How to Fine-Tune a Model on AMD GPUs using LoRA

The video explains how to fine-tune large language models on AMD GPUs using Low-Rank Adaptation (LoRA) and Group Relative Policy Optimization (GRPO) to improve model accuracy efficiently by targeting small model portions and leveraging reinforcement learning. It demonstrates practical examples, outlines the fine-tuning workflow with AMD’s Rockom software, and directs viewers to detailed tutorials and resources for hands-on guidance.

The video begins by emphasizing the importance of fine-tuning large language models (LLMs) to enhance their accuracy and relevance for specific tasks or domains. Fine-tuning is likened to sharpening a kitchen knife into a samurai sword, highlighting how a well-tuned model can deliver more precise and relevant outputs. The video introduces two key techniques used in this process: Group Relative Policy Optimization (GRPO) and Low-Rank Adaptation (LoRA), both of which are leveraged with AMD’s Rockom software on AMD GPUs to optimize fine-tuning efficiency.

LoRA is presented as a method that significantly reduces computational costs by fine-tuning only small, targeted portions of a large model rather than retraining the entire network.

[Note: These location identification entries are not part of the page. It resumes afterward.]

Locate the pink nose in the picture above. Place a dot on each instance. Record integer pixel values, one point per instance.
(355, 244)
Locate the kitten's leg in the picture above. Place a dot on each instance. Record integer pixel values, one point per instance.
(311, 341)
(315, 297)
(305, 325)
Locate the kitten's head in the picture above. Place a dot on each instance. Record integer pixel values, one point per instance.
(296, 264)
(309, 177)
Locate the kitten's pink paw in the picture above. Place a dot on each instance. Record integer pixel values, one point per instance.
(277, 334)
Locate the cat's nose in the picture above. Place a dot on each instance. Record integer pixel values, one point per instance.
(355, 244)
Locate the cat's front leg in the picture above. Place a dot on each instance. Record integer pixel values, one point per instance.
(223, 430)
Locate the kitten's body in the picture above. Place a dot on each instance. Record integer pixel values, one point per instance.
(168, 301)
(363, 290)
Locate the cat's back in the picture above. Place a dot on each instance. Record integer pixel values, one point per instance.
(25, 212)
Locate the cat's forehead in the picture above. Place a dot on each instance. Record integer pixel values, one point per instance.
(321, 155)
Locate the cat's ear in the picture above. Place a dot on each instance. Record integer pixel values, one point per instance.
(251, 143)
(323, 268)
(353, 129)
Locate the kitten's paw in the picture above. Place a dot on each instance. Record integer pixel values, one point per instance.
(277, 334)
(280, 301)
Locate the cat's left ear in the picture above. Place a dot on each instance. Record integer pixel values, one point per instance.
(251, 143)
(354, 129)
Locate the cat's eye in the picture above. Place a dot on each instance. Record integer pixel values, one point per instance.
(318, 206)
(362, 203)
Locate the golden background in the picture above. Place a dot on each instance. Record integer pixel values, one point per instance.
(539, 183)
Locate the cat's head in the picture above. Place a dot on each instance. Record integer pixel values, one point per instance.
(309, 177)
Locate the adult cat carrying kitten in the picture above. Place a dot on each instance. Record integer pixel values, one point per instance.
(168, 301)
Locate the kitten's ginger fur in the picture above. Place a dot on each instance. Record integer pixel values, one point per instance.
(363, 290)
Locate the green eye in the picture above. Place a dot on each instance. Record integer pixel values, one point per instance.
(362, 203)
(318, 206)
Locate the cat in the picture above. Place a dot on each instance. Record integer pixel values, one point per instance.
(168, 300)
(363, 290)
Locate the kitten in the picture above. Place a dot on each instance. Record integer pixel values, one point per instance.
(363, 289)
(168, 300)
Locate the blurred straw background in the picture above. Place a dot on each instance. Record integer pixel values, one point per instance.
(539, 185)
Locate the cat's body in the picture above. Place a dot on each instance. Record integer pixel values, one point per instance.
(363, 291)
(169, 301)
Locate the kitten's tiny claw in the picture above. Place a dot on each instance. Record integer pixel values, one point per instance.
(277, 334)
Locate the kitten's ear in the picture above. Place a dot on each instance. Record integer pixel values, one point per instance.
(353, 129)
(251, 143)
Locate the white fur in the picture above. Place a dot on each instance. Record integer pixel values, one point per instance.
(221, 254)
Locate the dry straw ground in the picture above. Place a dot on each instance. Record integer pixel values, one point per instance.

This approach makes the fine-tuning process more efficient and affordable, especially when working with large-scale models. GRPO, on the other hand, is described as a reinforcement learning algorithm that enhances instruction-tuned models using only the original instruction tuning data, thereby improving model performance without requiring extensive additional data.

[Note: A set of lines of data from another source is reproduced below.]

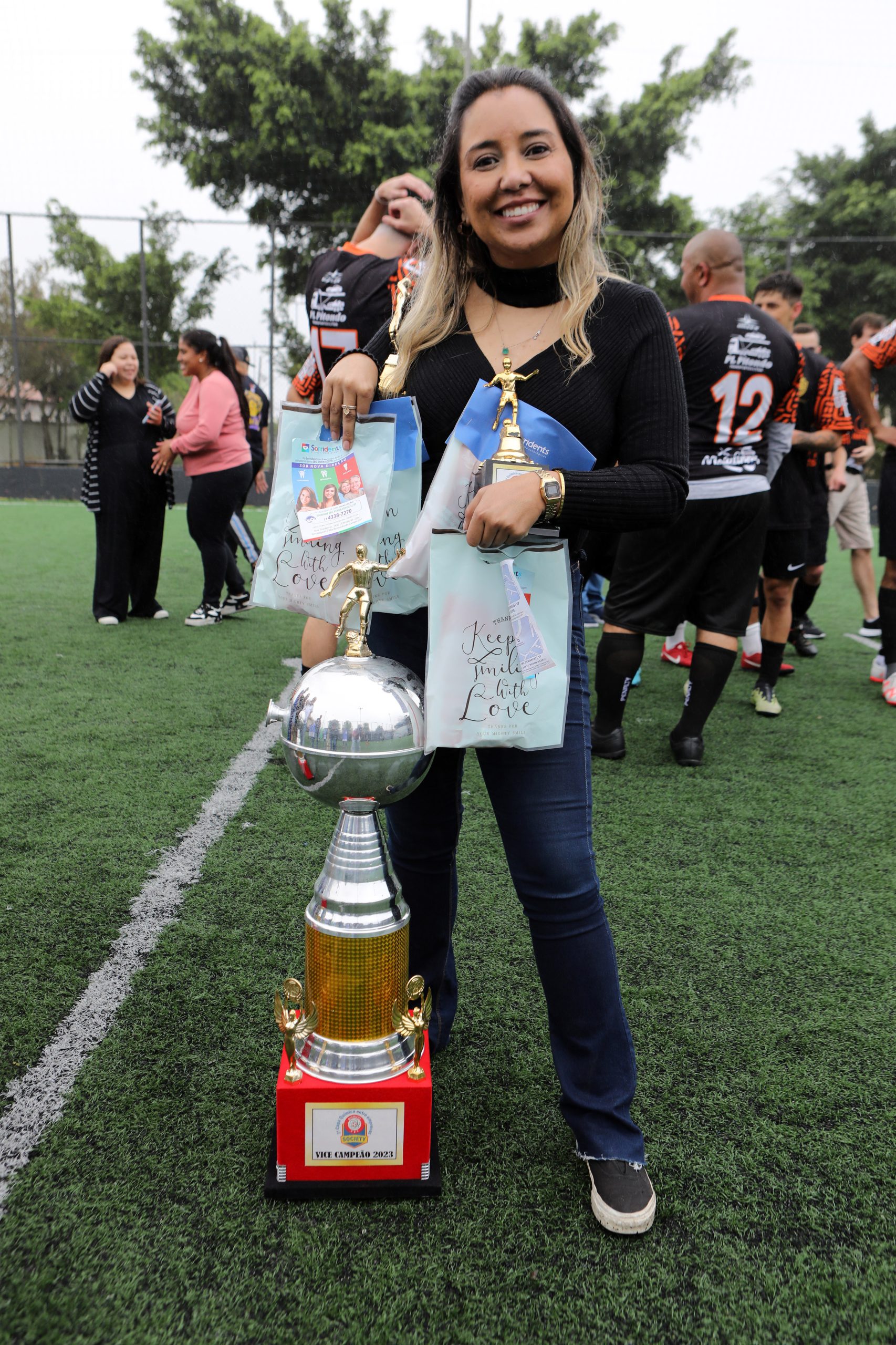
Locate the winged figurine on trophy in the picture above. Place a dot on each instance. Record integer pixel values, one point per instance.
(295, 1024)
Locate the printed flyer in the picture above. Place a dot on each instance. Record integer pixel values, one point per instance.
(329, 490)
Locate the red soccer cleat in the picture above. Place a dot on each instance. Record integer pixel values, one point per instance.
(753, 664)
(680, 654)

The video provides two practical examples to illustrate these concepts. The first example involves fine-tuning the Flux.1 model on AMD GPUs for image generation. Initially, the model lacked understanding of the Mochi cat, a well-known subject. After fine-tuning, the model successfully generates accurate images of Mochi, demonstrating the effectiveness of the fine-tuning process. The second example, provided by Unsloth, walks through fine-tuning a model using GRPO, showcasing the step-by-step workflow from environment setup to training and evaluation.

The fine-tuning workflow is detailed, starting with preparing the training environment and loading the PEFT model using Unsloth for GRPO fine-tuning. Users then configure the dataset, GRPO, LoRA, and other hyperparameters. During training, the model outputs key metrics such as training loss, step progress, and runtime performance, which can be monitored to gain insights into the training process. Upon completion, the fine-tuned model is saved, ready for inference and performance evaluation.

In conclusion, the video congratulates viewers on learning how to fine-tune models on AMD GPUs using GRPO and LoRA. It encourages users to follow detailed, step-by-step tutorials available on the Rockom tutorial page for hands-on guidance. For additional resources and support, viewers are directed to the AMD Rockom AI developer hub, providing a comprehensive ecosystem for developers working with AMD hardware and software in AI model fine-tuning.